Background: When present, depression in the context of human immunodeficiency virus (HIV) illness not only detracts from quality of remaining life but may interfere with motivation to obtain good medical care as well, thus directly influencing life's duration. This study was undertaken to assess the efficacy of fluoxetine in treating depression occurring in the context of HIV illness and to assess effects, if any, of fluoxetine on immune status (T-cell subsets).
Method: Patients had originally participated in a double-blind, placebo-controlled, 6-week study of imipramine. Imipramine nonresponders or relapsers and side effect dropouts were offered open treatment with fluoxetine for 12 weeks. Adjunctive dextroamphetamine was prescribed if the treating psychiatrist considered it clinically indicated. Eligibility criteria for the original study included a DSM-III-R diagnosis of major depression, dysthymia, or both. Concurrent HIV medications were permitted.

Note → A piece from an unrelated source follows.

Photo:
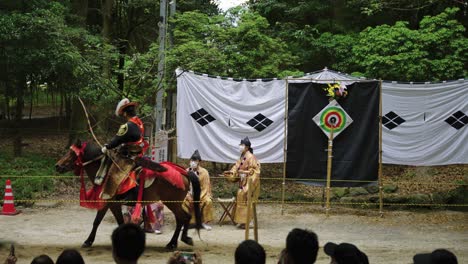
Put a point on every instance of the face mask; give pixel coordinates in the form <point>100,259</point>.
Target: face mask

Results: Measures included the clinician-rated Hamilton Rating Scale for Depression and Clinical Global Impressions Scale, and patient-rated Brief Symptom Inventory and Beck Hopelessness Scale. Of the 23 patients receiving only fluoxetine, 83% (N = 19) were classified as responders. Of the 7 (30%) who also received adjunctive dextroamphetamine, all responded. Patients with CD4 cell counts under 200/cu mm did as well as others. CD4 cell count was not influenced by duration of treatment with fluoxetine; the average decline was that expected due to the passage of time alone. Side effects were mild and relatively infrequent.
Conclusion: In this open treatment study, fluoxetine alone and fluoxetine plus dextroamphetamine were found to be effective treatments for patients with HIV illness and Axis I depression, regardless of the initial level of immune deficiency or number or type of HIV medications used concurrently. No negative effects on immune status were observed.